19. Расплата за грех (1537–1538?)

"У немцев есть пословица: пусть чародей имеет всё, что он хочет, но придёт день, когда за него самого не дадут и пенса; именно так случилось с доктором Фаустом, во всём полагавшимся на дьявола" (P.F.){393}.

С приближением неизбежного финала Фауст из легенды нашёл успокоение в женщинах, точнее в одной женщине. Его похоть не удовлетворялась обществом "бесовских наложниц", но их смогла превзойти одна женщина. Если верить "народной книге", на 23-м году договора Фауст вызвал Елену Троянскую, сделав её своей женой. Какой могла стать плата за его грехи? Фауст получил всё, чего хотел: богатство и самую прекрасную из женщин. За грехи ему полагалось то же, что и всем нам: смерть (Рим., 6: 23).

В XVI веке мужчины смотрели на женщину как на ведьмин котёл, внутри которого кипели страх и желание. Лучше всего это показано в произведениях искусства того периода. Иероним Босх (1450–1516) запечатлел сотворение женщины на большом полотне, отображавшем события от падения Люцифера и восставших с ним ангелов до изгнания Адама и Евы из Эдемского сада; Люцифер пал из-за человека, а человек пал из-за женщины. Ганс Бальдунг, прозванный Грин (ок. 1484–1545), изобразил две противоположности, страсть и отвращение, в своей картине "Три возраста женщины и смерть". Картина была закончена в 1510 году; в том же году художник создал знаменитую гравюру "Шабаш ведьм", а позднее – гравюры "Ева, змея и смерть" (ок. 1520–1525) и "Смерть и девушка" (1518–1520). Нравственный посыл этих работ: показать тщетность земного существования, его мимолётный характер: с одной стороны, красота женщины, с другой – уготованная всем нам маска смерти.

В исторических документах не содержится данных, что у Фауста была жена или любовница – за исключением курьёзного предположения о том, что сам дьявол приходился ему родственником по женской линии. Впрочем, это предположение как-то не вяжется с частыми обвинениями в содомии. Обе идеи банальны и так же нелепы, как и все прочие обвинения из списанного на свалку репертуара XVI века. Легенда сама отвечает на этот вопрос. В пьесе Марло Фауст требует у Мефистофеля: "Достань мне жену, самую красивую девушку в Германии; я распутен и похотлив и не могу быть без жены"{394}. В "народной книге" Фауст не мог жениться. Это было запрещено наряженным как монах Мефистофелем, потому что "супружество прежде всего угодно Богу", а Фауст поклялся отречься от Бога{395}.

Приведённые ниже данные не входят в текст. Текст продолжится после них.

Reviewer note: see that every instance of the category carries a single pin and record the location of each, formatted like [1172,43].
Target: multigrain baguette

Снова возобладали доводы религии. В "народной книге" мы видим строки, представляющие инверсию протестантской идеи о том, что каждый мужчина должен жениться, чтобы разрушить идеал католического целибата – образ неженатого священника. Вполне очевидно, что нацеленная против Рима риторика исходила из уст дьявола, принявшего образ монаха. В своё время Фауст наверняка слышал такие речи. Он мог прочитать вышедшее в 1522 году сочинение Иоганна Эберлина фон Гюнцбурга (1465–1530) с необычайно длинным названием "О том, насколько это опасно, если у священника нет жены. А также о том, сколь нехристианскими и вредными для общего блага оказываются те, кто не позволяет священникам связывать себя узами брака". Фауст также мог стать объектом нападок какого-либо проповедника, например Андреаса Осиандера из Нюрнберга, в 1533 году наставлявшего детскую аудиторию такими словами: "Поэтому, мои дорогие чада, не нужно думать, будто вы вольны принимать решение жениться или не жениться… Потому, что Бог приказал, что все мы должны жениться"{396}.

Критическое отношение к католицизму подчёркивалось тем, что "народная книга" о Фаусте изображала Мефистофеля в монашеском одеянии. Реформатор Урбан Регий (1489–1541) всюду твердил: "Любой монах – тайный или явный развратник"{397}. Святой престол называли "вавилонской блудницей". Просвещённый Эразм также выступал в защиту христианского брака, но не с радикальных, а скорее – с полемических позиций: для него женитьба была актом, предписанным свыше, но противоречащим монашескому обету.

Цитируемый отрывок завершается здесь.